Slc25a51, also known as MCART1, is the primary mammalian mitochondrial NAD+ transporter [3,4,5,6,7,8,9]. Mitochondria require NAD+ to carry out respiration and energy transduction processes. Slc25a51 imports oxidized NAD+ into the mitochondrial matrix, thus connecting substrate oxidation in the tricarboxylic acid (TCA) cycle to adenosine triphosphate generation by the electron transport chain and oxidative phosphorylation [3,4]. This function is crucial for maintaining normal mitochondrial functions and overall cellular metabolism.

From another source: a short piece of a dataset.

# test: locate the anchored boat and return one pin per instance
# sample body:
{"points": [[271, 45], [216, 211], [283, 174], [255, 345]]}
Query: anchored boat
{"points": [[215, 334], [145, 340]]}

Lowering Slc25a51 levels in orthotopic xenograft models led to increased apoptosis and prolonged survival in acute myeloid leukemia (AML) cells [1]. Loss of Slc25a51 in cancer cells elevated mitochondrial proteins acetylation levels due to SIRT3 dysfunctions, impaired P5CS enzymatic activity in proline biogenesis, and reduced proline contents [2]. In hepatocellular carcinoma (HCC) cells, knockdown of Slc25a51 attenuated their growth and metastasis, while overexpression enhanced these processes through activation of SIRT5 and reprogramming of glucose metabolism from oxidative phosphorylation to glycolysis [10]. Absence of Slc25a51 in breast cancer cells led to increased nuclear NAD+ levels, enhanced PARP1-mediated nuclear ADP-ribosylation, and faster DNA repair, reducing sensitivity to PARP1 inhibition [7]. In hepatocytes of mice with reduced Slc25a51 expression, mitochondrial NAD+ levels and SIRT3 activity decreased, accompanied by reduced oxygen consumption rate, hepatic steatosis, and hypertriglyceridemia [8].

In conclusion, Slc25a51 is essential for mitochondrial NAD+ import, which is crucial for mitochondrial respiration, energy production, and maintaining normal cellular metabolism. Gene-knockout and other loss-of-function models have revealed its significant roles in diseases such as AML, various cancers, and metabolic disorders. These findings suggest that Slc25a51 could be a potential therapeutic target in these disease areas.